DeepCache: Revisiting Cache Side-Channel Attacks in Deep Neural Networks Executables

Deep neural networks (DNN) are increasingly deployed in heterogeneous hardware, including high-performance devices like GPUs and low-power devices like mobile/IoT CPUs, FPGAs, and accelerators. In order to unlock the full performance potential of various hardware, deep learning (DL) compilers automatically optimize DNN inference computations and compile DNN models into DNN executables for efficient computations across hardware backends. As valuable intellectual properties, DNN architectures are one primary attack target. Since previous works already demonstrate the abuse of cache side channels to steal DNN architectures from DL frameworks (e.g., PyTorch and TensorFlow), we first study using those known side-channel attacks against DNN executables. We find that attacking DNN executables presents unique challenges, and existing works can hardly apply. Particularly, DNN executables exhibit a standalone paradigm that largely reduces cache side channel attack surfaces. Meanwhile, cache side channels capture only limited behaviors of the whole DNN execution while facing daunting technical challenges (e.g., noise and low time resolution).

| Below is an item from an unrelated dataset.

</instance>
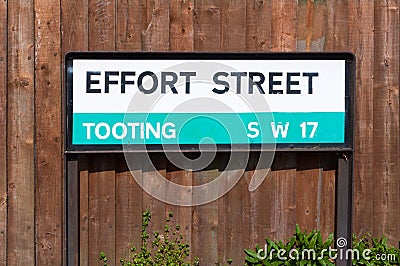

However, we unveil a unique attack vector in DNN executables, such that the cache-aware optimizations, which are extensively employed by contemporary DL compilers to harvest the full potentials of hardware, would result in distinguishable DNN operator cache access patterns, making model architecture recovery possible. We propose DeepCache, an end-to-end side channel attack framework, to infer DNN model architectures from DNN executables. DeepCache leverages cache side channels as the attacking primitives and combines contrastive learning and anomaly detection to enable precise inference. Our evaluation using the standard Prime+Probe shows that DeepCache yields a high accuracy in exploiting complex DNN executables under both the basic L1 cache attack and the more practical but challenging last level cache (LLC) attack settings.